# Rare event testing

Identifies what features are relatively rare; i.e., whether it's a zero-inflated column.
This is just for insight, and isn't used for anything.

## Data loading

In [None]:
import pandas as pd
import python_proj.utils.exp_utils as exp_utils

input_data_file_name = "dataset_transformed"

data_path_format = exp_utils.BASE_PATH + "/final_data/{data_file_name}.csv"
data_path = data_path_format.format(data_file_name=input_data_file_name)
print(f"{data_path=}")

meta_header_count = 5
pr_merged_key = "PullRequestIsMerged"
first_time_contributor_key = "SubmitterIsFirstTimeContributor"
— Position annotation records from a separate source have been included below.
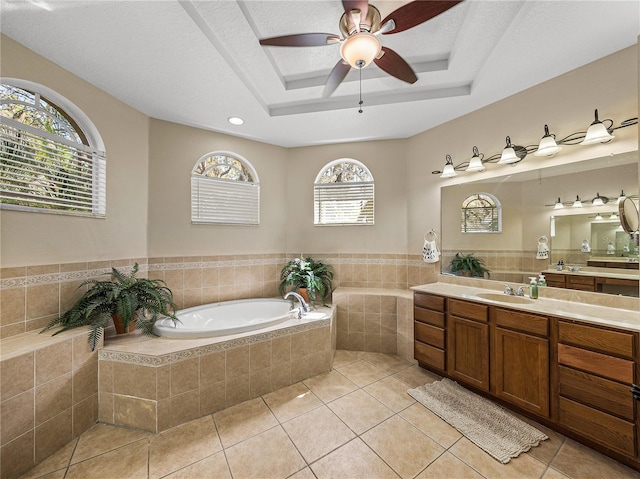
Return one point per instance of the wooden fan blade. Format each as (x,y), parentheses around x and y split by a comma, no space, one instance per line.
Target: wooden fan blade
(396,66)
(301,40)
(362,5)
(415,13)
(335,78)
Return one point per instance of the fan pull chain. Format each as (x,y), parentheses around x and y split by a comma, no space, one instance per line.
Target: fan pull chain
(360,102)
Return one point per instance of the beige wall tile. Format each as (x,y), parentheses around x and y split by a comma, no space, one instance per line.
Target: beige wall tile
(43,300)
(237,390)
(212,398)
(53,361)
(260,356)
(53,434)
(185,376)
(280,350)
(134,412)
(85,415)
(105,407)
(16,416)
(12,305)
(53,397)
(212,368)
(17,456)
(16,375)
(85,382)
(185,407)
(238,362)
(281,375)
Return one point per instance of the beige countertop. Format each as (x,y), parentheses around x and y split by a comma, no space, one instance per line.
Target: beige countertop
(599,272)
(602,315)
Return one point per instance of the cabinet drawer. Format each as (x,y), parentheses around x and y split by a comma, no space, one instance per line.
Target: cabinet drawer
(429,334)
(429,355)
(603,340)
(604,394)
(606,366)
(429,301)
(610,431)
(530,323)
(429,317)
(466,309)
(580,280)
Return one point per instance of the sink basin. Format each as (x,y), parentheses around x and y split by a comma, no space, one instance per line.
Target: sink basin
(505,298)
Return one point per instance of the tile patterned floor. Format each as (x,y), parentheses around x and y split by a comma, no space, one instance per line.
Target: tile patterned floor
(356,421)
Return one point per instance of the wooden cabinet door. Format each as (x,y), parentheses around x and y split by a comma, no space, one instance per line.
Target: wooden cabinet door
(468,351)
(521,370)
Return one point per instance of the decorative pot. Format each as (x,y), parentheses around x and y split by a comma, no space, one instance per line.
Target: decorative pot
(120,329)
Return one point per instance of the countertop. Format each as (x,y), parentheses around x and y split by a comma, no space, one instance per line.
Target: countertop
(599,272)
(602,315)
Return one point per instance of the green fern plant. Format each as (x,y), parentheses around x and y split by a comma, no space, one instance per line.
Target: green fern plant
(139,300)
(308,273)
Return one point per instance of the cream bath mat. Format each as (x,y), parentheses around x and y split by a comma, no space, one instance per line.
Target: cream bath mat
(487,425)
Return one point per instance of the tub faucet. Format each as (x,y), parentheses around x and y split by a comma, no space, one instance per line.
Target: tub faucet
(510,291)
(304,307)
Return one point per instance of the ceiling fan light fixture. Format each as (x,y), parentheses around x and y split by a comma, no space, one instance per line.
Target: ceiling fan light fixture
(360,49)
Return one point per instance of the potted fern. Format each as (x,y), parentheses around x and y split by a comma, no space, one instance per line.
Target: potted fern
(468,265)
(302,274)
(124,299)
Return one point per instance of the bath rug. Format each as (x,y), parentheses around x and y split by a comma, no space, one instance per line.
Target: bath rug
(487,425)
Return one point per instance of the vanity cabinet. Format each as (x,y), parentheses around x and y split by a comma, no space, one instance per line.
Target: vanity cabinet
(569,375)
(429,330)
(520,359)
(468,342)
(596,369)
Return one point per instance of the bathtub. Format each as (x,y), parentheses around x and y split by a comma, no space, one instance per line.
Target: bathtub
(225,318)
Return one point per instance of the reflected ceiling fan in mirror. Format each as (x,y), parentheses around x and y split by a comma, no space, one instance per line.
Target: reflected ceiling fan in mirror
(361,27)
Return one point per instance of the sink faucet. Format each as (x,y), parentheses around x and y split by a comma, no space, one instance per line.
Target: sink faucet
(304,307)
(511,292)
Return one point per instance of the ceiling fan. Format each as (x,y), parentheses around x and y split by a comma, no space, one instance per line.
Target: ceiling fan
(361,26)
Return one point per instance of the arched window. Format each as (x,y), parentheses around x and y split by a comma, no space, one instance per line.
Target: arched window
(52,157)
(343,194)
(225,190)
(481,213)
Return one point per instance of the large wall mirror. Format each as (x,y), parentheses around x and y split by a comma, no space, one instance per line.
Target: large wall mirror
(589,240)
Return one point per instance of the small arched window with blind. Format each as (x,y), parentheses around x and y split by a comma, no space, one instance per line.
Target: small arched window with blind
(343,194)
(225,190)
(52,157)
(481,213)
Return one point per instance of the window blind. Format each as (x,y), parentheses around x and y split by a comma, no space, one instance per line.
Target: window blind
(344,203)
(220,201)
(40,172)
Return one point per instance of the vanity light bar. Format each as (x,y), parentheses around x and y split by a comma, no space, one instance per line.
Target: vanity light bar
(548,146)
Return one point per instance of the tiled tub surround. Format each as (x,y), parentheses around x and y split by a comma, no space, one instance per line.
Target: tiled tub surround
(30,296)
(155,383)
(375,320)
(49,395)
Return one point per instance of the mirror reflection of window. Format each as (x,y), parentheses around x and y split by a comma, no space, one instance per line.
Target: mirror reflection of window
(481,213)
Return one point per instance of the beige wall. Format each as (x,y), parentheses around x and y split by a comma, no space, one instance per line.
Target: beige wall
(149,164)
(34,238)
(174,151)
(565,103)
(386,162)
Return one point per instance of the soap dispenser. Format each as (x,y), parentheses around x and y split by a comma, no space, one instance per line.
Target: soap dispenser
(533,288)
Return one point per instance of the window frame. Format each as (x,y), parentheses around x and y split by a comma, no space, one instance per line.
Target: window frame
(90,149)
(224,190)
(344,191)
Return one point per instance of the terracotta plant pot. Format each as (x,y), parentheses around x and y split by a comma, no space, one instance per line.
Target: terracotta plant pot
(120,329)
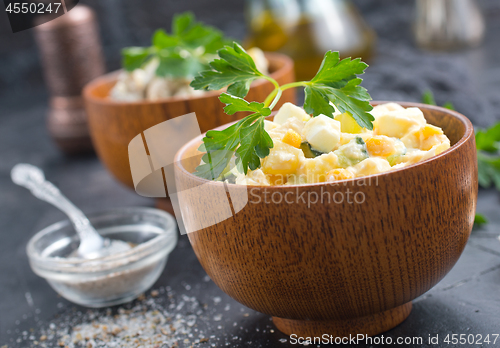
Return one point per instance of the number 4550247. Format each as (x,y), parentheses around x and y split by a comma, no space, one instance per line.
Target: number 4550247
(471,339)
(27,7)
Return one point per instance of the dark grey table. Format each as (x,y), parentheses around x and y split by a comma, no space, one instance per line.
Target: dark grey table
(466,301)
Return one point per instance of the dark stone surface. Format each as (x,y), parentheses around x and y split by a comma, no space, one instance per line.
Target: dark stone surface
(466,301)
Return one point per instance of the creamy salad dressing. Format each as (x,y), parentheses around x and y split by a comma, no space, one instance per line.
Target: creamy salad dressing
(322,149)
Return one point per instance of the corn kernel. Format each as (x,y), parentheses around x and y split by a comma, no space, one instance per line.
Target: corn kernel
(429,130)
(283,159)
(292,138)
(339,174)
(380,146)
(348,124)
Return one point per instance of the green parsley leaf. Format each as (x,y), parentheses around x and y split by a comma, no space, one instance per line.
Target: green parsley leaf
(336,83)
(488,170)
(449,105)
(480,220)
(255,144)
(487,140)
(333,69)
(235,69)
(350,98)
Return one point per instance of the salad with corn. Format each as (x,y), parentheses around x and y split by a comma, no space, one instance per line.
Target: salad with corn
(321,149)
df: pd.DataFrame = pd.read_csv(filepath_or_buffer=data_path, header=0)

print(f"{len(df)=}.")
print(f"{len(df.columns)=}\n")

df.describe()

### Predictor Zero Counts

Counts how many fields have partial zero data to see if they are worth including in this study

In [None]:
import regex as re
from typing import Callable


def count_zeroes(_df: pd.DataFrame):
    zeroes = pd.DataFrame()
    zeroes['zeroes'] = _df.eq(0).sum()
    zeroes['non_zeroes'] = len(_df) - zeroes['zeroes']
    zeroes['percentage_zeroes'] = (zeroes['zeroes'] / len(_df)) * 100

    binary_fields = _df.select_dtypes(exclude='number').columns
    ratio_fields = [field for field in _df.columns if len(
        re.findall(r'.*SuccessRate.*', field)) > 0]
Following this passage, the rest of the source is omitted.